Диме показалось, что ночи и не было, потому что он не заметил ни того, как стемнело, ни того, как взошло солнце. То есть, его глаза, наверное, это заметили, ведь он включил вечером и выключил утром лампу у кровати, но разум оставался словно зазомбированным строками текста.
Ищенко начинал рассказ с того, как к нему обратился его коллега и друг – травматолог А. Ч., жена которого С. лежала парализованной уже два месяца. Ищенко знал А. Ч. с самого детства – они учились в одном классе, вместе поступили в медицинский, только на разные факультеты. Продолжали общаться, закончив вуз.
Жену А. Ч. тщательно обследовали невропатологи и хирурги, но только развели руками, потому что физических причин паралича они не нашли. Ищенко начал осмотр с долгой беседы с С., но женщина на контакт не шла. Сам А. Ч. сообщил: паралич случился после того, как он сообщил жене, что хочет развода.
А. Ч. рассказал, как познакомился со своей будущей женой С. в компании друзей. С. сама назначила ему первое свидание, а он не решился отказать девушке, боясь ее обидеть. Свидание А. Ч. не вдохновило, но С. настаивала на дальнейших встречах. А. Ч. искал повода прекратить общение, его смущала настойчивость девушки, и он несколько раз пытался вежливо намекнуть, что не планирует романа с ней. С. делала вид, что не понимает его. Наконец, С. сумела соблазнить А. Ч. и забеременела, после чего он, как порядочный человек, предложил ей руку и сердце.
Ищенко позволил себе сделать вывод, что А. Ч. невольно обманул невесту, так и не отдав ей свое сердце, что и стало причиной последовавших несчастий.
Дима пытался вспомнить, рассказывали ли его родители о том, как они познакомились и поженились?.. Кажется, нет. А как родители общались между собой? Выражения лиц, слова, интонации? Все, что всплывало в памяти, выглядело тусклым, как кадры старых кинопленок. Пожалуй, он точно знал только то, что его мама очень страдает, а страдания ей причиняют все окружающие люди и все происходящие события.

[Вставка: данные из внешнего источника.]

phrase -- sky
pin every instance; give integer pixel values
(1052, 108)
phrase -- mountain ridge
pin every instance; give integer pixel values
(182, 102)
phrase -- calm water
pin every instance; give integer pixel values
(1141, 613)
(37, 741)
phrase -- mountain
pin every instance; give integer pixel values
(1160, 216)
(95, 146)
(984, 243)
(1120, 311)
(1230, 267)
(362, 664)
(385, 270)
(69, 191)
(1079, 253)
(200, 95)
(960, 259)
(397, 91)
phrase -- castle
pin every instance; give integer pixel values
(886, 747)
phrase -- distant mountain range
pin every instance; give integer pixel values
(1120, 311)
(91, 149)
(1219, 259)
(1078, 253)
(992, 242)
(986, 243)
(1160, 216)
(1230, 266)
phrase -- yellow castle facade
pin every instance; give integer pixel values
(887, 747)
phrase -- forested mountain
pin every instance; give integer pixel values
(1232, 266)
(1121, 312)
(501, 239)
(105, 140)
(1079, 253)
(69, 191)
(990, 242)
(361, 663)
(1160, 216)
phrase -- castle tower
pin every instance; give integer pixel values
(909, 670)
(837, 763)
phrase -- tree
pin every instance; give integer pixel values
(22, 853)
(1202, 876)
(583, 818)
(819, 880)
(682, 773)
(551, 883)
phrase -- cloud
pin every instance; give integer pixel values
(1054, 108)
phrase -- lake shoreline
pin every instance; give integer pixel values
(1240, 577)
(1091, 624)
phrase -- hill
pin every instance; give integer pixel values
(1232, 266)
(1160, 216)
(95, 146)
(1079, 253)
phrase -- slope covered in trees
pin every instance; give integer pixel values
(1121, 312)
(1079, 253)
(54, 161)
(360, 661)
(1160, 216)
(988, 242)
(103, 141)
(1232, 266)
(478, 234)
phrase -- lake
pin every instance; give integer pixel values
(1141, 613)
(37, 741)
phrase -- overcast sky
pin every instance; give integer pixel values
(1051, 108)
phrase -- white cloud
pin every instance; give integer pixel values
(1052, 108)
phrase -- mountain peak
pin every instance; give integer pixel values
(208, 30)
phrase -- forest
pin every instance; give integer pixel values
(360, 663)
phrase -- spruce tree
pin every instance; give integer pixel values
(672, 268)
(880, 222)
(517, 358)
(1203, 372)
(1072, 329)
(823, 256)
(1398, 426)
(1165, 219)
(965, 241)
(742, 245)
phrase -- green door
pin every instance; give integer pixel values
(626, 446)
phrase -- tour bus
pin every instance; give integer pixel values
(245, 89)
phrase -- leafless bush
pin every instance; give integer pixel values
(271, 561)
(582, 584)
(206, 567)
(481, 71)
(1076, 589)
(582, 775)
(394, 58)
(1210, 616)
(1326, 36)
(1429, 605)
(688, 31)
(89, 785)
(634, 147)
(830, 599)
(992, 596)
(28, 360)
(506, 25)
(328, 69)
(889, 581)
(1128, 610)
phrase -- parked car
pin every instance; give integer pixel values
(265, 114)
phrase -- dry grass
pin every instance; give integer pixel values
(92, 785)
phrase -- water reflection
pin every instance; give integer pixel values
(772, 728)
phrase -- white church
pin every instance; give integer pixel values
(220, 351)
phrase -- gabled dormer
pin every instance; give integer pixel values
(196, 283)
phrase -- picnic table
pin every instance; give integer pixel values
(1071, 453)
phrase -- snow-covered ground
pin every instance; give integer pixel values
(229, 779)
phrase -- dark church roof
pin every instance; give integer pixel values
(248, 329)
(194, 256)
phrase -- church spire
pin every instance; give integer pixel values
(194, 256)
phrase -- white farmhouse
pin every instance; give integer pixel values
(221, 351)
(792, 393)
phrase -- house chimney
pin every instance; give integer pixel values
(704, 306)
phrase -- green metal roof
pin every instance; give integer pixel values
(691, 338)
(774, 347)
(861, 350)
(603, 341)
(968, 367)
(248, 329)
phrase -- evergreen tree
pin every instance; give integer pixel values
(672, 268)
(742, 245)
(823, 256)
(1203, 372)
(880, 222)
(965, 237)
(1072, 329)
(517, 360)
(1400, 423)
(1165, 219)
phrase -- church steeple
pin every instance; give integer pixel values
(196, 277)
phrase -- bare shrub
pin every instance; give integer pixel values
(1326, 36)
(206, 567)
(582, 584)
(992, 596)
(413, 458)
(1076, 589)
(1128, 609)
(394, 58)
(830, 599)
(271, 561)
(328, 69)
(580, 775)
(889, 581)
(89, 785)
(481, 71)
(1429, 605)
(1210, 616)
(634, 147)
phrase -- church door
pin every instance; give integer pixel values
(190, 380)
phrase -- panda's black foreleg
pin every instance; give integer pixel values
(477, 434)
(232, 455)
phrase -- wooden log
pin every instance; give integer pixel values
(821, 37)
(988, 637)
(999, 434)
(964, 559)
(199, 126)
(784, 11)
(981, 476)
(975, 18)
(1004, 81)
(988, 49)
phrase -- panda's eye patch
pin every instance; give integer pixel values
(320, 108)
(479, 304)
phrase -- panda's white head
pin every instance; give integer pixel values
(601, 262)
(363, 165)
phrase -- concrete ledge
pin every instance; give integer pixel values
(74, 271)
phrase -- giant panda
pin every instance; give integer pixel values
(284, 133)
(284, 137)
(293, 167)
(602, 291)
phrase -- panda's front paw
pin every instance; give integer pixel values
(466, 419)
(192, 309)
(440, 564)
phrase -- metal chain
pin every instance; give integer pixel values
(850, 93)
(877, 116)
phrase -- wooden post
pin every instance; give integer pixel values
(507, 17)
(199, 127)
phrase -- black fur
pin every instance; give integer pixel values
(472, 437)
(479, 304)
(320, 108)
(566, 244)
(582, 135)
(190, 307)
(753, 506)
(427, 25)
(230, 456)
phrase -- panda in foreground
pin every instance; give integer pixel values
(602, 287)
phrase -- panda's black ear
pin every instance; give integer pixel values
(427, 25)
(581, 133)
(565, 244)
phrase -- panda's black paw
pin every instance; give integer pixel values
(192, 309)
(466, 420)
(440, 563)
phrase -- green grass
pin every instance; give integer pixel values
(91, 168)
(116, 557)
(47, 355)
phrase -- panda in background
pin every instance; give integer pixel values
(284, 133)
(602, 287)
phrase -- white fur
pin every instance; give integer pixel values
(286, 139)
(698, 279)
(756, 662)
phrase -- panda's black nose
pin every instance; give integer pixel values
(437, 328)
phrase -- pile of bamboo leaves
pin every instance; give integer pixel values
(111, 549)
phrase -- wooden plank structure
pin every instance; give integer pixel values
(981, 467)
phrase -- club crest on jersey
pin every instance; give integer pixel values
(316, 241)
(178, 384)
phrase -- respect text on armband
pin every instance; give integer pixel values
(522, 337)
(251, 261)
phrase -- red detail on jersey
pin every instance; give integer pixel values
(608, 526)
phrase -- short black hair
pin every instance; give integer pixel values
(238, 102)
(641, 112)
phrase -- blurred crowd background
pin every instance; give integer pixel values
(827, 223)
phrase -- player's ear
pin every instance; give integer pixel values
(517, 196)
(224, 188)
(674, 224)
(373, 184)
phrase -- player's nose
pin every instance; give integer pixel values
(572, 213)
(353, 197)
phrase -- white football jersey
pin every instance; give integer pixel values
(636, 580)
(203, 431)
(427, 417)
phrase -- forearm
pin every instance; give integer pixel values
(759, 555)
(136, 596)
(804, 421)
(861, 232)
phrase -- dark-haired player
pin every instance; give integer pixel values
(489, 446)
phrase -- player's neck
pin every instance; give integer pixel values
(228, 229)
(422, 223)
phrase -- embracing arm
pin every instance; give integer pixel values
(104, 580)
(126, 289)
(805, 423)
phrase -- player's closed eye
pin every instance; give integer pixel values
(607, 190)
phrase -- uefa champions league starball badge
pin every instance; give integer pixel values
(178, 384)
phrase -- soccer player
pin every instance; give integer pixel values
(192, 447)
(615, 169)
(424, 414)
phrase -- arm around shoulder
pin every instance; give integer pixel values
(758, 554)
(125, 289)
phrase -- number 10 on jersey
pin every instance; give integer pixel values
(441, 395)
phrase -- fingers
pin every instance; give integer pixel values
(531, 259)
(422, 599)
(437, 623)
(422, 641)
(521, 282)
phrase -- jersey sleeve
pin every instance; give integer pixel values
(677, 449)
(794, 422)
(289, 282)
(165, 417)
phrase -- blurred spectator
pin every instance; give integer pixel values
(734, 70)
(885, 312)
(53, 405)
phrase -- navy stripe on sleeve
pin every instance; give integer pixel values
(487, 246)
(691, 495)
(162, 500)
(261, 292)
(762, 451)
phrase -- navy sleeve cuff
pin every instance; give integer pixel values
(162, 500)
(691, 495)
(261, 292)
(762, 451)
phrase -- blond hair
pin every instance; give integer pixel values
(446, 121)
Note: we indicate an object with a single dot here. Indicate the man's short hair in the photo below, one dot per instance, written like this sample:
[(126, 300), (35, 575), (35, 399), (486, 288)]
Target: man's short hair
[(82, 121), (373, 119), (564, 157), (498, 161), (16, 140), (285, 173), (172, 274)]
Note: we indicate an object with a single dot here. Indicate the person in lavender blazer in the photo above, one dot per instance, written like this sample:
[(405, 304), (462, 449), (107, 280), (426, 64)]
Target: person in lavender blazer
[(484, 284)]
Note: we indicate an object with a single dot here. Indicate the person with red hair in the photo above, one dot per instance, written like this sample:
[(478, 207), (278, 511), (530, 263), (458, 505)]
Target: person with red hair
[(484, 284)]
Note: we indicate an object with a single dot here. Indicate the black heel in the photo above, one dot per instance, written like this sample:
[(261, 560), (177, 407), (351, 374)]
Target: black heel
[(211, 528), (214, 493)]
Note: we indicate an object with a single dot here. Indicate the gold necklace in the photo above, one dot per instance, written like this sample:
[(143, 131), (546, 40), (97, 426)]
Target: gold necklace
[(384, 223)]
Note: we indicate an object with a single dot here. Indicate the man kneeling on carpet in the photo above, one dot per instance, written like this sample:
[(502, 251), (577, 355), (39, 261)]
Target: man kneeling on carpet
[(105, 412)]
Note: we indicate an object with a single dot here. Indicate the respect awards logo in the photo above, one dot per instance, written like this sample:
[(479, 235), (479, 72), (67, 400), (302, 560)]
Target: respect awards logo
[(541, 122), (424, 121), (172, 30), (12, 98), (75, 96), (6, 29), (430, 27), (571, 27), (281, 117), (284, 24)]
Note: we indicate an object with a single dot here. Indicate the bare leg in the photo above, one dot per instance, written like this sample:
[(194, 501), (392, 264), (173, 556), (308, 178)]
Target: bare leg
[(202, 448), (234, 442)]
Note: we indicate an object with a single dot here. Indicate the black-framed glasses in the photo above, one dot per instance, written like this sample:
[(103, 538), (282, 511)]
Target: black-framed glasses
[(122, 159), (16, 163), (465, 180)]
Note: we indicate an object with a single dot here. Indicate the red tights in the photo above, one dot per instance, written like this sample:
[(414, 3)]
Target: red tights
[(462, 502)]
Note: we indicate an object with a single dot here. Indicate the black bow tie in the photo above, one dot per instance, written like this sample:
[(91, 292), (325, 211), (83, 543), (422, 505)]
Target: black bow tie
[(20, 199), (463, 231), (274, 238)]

Образ папы словно бы двоился в памяти. Дима помнит, как они играли в прятки – папа веселый, сильный, добрый. А вот – он сидит за семейным столом, опустив взгляд в тарелку. Мама выплескивает свои обиды, папа старается успокоить ее тоном доброго доктора. Маме это не нравится, она хочет другой реакции, она требует, упрекает, оскорбляет! Он старается шутить. В финале – мама рушится на пол онемевшей статуей. Папа относит ее на постель, звонит кому-то, успокаивает испуганного Диму: «У мамы нервное расстройство, ей надо отдохнуть!».
Ищенко изображал семью Димы объективно: манипулятор-мать, запуганный ее «болезнью» сын (Дима морщился как от лимона, читая это), отец, понимающий, что им манипулируют, но не видящий выхода из ситуации.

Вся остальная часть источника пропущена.